市職員であることを明らかにして利用者に安心してもらう目的がある名札だが、一方で名札から名前を知られてトラブルになったケースも少なくない。
職員のプライバシーを保護するため、船橋市では本年度から名字だけに変更。利用者とトラブルになった際に「名前は覚えたからな」「SNSでさらす」などと脅迫を受けた経験のある職員もいるという。千葉県でも4月から、名字のみに変更し顔写真の掲載も取りやめた。新しい名札は所属と名字に加え、名字のふりがなとローマ字表記を追加。同時に視認性が高く読みやすいフォントに切り替えた。
動画投稿繰り返した男性に無許可撮影禁止の判決も
千葉地裁 裁判所が「カスハラ」ともいえる行為を禁止する判決を下した例もある。船橋市役所で職員の動画を無断で撮影し、インターネットへの投稿を繰り返した市内の男性に対し、千葉地裁は2020年、市の訴えを認め無許可撮影を禁止する判決を言い渡した。
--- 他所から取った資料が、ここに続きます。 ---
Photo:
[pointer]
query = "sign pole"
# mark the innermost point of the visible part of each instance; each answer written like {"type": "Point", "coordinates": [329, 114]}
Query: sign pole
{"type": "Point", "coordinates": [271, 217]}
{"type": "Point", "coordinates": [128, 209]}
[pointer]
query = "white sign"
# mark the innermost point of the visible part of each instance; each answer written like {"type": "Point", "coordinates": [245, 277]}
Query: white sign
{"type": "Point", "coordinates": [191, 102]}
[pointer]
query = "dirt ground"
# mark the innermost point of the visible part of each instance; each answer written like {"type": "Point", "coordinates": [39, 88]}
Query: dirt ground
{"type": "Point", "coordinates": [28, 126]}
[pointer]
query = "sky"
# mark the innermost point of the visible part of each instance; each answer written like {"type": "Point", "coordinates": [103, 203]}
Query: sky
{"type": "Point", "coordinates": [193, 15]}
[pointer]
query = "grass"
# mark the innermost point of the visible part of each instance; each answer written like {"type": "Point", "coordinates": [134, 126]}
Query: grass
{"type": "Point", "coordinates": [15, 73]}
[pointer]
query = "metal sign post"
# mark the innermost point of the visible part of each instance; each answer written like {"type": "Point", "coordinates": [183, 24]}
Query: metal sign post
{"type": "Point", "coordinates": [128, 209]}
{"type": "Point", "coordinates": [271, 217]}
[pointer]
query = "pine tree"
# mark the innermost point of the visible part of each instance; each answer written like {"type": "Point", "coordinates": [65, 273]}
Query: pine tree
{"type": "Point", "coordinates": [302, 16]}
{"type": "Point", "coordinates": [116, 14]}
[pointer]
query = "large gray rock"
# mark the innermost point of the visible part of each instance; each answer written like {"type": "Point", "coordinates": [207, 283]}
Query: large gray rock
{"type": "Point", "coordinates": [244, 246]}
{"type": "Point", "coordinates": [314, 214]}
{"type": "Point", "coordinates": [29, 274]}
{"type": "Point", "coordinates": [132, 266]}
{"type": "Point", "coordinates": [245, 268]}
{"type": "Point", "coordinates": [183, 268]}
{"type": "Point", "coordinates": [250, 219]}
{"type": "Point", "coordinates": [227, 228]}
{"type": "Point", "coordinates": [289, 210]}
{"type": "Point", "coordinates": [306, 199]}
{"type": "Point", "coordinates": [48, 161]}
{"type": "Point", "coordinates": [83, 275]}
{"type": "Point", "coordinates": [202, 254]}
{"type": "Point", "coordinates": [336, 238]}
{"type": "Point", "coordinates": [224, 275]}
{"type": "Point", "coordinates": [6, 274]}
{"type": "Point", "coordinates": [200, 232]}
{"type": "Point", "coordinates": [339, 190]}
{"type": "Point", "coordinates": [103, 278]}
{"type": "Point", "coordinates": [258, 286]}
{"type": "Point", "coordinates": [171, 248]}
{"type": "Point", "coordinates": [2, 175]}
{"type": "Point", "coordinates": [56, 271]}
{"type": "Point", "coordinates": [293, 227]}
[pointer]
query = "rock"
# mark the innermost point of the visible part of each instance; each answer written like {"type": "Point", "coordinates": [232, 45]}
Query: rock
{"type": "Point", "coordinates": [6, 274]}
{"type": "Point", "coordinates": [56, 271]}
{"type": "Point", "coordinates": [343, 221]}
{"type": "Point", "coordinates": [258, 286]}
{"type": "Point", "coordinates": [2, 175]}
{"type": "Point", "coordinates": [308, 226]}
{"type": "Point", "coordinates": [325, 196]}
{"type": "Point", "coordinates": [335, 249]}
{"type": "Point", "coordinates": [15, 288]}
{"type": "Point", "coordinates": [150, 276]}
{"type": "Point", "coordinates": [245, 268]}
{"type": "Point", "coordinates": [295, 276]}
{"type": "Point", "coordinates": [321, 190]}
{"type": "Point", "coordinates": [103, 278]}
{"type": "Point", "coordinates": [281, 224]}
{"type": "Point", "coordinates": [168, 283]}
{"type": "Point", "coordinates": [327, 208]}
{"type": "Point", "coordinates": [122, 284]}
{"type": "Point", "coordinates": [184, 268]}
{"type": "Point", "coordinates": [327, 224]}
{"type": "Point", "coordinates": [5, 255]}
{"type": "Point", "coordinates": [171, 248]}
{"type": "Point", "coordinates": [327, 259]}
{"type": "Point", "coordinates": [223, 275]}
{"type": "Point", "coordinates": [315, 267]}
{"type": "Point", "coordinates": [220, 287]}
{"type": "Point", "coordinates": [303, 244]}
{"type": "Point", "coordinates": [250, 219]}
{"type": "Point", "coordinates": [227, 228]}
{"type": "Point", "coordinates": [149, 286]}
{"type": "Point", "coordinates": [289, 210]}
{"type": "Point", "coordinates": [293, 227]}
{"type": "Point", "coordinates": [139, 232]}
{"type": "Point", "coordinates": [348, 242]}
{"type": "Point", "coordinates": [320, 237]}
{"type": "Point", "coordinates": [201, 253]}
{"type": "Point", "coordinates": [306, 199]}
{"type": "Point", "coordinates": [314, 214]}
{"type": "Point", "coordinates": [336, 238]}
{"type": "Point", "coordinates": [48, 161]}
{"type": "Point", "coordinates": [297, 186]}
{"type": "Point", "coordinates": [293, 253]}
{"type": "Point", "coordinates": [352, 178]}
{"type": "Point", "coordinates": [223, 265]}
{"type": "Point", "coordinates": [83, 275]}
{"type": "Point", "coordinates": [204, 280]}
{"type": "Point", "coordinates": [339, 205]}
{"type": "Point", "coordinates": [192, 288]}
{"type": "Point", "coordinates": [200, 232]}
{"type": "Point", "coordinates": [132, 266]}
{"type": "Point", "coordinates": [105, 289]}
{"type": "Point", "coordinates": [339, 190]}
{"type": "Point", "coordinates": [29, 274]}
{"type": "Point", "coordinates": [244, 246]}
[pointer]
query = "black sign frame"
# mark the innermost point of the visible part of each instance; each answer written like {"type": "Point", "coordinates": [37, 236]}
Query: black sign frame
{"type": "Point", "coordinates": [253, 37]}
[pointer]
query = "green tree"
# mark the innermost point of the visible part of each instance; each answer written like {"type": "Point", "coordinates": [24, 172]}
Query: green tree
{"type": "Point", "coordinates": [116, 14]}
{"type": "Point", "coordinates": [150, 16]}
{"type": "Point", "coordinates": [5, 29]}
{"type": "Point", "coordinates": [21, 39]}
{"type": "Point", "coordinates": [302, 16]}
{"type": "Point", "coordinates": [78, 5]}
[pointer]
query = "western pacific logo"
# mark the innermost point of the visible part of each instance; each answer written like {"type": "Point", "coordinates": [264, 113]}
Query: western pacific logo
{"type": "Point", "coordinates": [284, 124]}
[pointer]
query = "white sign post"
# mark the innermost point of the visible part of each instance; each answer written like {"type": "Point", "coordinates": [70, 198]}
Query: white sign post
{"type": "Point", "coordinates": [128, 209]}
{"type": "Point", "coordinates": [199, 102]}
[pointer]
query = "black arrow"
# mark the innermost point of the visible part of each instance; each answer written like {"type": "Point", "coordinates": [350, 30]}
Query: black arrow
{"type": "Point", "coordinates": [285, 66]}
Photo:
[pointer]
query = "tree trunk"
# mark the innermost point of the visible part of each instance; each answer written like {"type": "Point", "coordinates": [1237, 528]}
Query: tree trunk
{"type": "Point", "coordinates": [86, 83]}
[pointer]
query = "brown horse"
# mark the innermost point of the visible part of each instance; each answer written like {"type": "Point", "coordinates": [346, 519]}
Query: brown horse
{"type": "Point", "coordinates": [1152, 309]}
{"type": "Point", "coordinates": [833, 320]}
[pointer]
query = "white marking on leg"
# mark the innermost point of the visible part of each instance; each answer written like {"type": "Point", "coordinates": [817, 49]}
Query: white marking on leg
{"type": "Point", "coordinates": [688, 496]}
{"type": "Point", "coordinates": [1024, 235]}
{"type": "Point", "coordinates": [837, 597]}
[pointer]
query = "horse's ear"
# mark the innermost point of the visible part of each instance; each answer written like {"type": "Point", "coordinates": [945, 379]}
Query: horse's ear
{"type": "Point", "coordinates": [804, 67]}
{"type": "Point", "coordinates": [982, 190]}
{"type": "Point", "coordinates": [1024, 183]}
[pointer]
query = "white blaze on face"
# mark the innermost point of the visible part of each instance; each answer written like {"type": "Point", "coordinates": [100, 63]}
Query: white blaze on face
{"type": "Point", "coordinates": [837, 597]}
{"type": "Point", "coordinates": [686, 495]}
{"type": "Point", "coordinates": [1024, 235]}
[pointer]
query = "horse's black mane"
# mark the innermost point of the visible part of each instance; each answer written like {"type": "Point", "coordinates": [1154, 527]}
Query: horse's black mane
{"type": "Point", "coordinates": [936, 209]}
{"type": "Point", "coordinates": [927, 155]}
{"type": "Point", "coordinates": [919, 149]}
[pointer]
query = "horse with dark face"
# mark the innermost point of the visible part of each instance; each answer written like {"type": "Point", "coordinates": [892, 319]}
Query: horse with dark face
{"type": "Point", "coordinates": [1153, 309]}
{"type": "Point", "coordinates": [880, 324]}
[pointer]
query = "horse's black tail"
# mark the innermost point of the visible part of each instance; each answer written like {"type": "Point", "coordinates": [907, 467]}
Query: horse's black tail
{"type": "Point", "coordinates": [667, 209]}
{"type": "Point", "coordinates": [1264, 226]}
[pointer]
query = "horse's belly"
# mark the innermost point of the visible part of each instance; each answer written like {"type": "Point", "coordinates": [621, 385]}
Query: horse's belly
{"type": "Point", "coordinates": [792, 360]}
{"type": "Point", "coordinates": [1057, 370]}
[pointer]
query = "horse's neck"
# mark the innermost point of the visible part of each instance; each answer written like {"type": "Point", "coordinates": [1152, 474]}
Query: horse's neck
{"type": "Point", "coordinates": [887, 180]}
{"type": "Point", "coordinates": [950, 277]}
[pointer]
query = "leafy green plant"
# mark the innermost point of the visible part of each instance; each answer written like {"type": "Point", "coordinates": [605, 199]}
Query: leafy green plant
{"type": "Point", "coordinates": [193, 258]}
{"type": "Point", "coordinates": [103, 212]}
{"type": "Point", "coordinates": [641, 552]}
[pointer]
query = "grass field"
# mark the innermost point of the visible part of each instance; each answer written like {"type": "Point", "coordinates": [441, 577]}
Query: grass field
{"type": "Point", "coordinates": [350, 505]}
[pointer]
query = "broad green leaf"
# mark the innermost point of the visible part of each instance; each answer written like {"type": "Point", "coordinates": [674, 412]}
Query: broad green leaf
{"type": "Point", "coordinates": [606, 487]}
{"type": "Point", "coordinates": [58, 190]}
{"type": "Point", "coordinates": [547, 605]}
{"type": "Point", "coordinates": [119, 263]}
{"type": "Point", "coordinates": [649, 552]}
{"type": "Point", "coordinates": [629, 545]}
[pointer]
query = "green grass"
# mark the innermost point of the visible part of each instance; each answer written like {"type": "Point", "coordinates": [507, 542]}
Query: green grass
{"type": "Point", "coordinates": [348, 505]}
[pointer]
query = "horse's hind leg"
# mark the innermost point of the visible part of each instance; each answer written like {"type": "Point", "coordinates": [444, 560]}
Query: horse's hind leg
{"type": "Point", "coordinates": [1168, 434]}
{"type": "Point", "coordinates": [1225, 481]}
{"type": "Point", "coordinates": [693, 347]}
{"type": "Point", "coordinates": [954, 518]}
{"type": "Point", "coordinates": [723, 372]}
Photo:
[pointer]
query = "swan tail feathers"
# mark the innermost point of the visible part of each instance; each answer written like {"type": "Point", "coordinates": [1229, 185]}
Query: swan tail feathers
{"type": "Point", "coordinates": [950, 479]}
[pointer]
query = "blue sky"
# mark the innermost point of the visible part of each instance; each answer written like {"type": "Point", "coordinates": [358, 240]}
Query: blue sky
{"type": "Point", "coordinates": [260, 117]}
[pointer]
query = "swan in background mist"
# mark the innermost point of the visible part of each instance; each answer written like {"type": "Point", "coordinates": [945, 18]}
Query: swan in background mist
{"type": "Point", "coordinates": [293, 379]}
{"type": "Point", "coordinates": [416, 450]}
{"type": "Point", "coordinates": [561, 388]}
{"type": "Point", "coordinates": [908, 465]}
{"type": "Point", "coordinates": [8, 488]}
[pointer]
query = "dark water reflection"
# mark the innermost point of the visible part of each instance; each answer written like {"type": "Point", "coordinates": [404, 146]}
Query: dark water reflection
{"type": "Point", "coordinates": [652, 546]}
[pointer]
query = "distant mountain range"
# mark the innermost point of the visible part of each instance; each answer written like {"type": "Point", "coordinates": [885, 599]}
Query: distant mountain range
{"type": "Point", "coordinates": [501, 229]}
判決などによると、男性は16年4月~18年12月、庁舎内で職員らを無断で撮影し、動画投稿サイト「ユーチューブ」に「船橋市および千葉県警の実態」などのタイトルで動画65本を投稿。動画内では「おまえらみたいなばかを映す義務がある」などと職員を侮辱する発言を繰り返した。
判決で裁判長は、男性の1回の訪問につき、市が平均2時間半の対応を余儀なくされ、男性と来庁者とのトラブルもあったと指摘。男性は「憲法に保障された知る権利の行使だ」と主張したが、「権利行使として認められる限度を超え、業務に及ぼす支障の程度が著しい」として、市の訴えを認めた。
職員の46%が過去3年間に被害
自治体で働く職員の約4割がカスハラを受けたと回答した(写真はイメージ) 厚生労働省は昨年9月、うつ病など精神障害の労災認定基準を改正し、カスハラ被害を新たに追加。民間だけでなく、公務員が被害者となるケースもあるため、人事院は今年2月、国家公務員がカスハラを受けた場合、公務災害(労災)と認定できるよう指針を改正した。
全国の自治体で働く職員らでつくる「自治労」が2020年、全国各地の自治体などで働く人を対象にした実態調査では、回答した1万4千人のうち、約46%が過去3年間にカスハラを受けたと答えた。迷惑行為では、「暴言や説教」が約64%、「長時間のクレームや居座り」「複数回に及ぶクレーム」が約60%と目立った。
中には「SNSやネット上での誹謗中傷」「職員や職場の写真の公開」といった行為も挙げられた。カスハラは増加傾向にあるとみられ、被害を受けた職員の約6割は「出勤が憂鬱(ゆううつ)になった」と回答し、休職に至るケースもある。自治労はこうしたカスハラを予防するため、各自治体で措置すべき事項をとりまとめた予防・対応マニュアルを作成している。
県北西部の自治体職員は「利用者から『訴えるからフルネーム教えろ』『お前の顔と名前覚えたからな』と言われることは良くあり、写真を撮られたこともある。名札だけでも名字になれば少しは安心だが、やりとりを録音できるなど安心して仕事ができる体制を整えてほしい」と訴えた。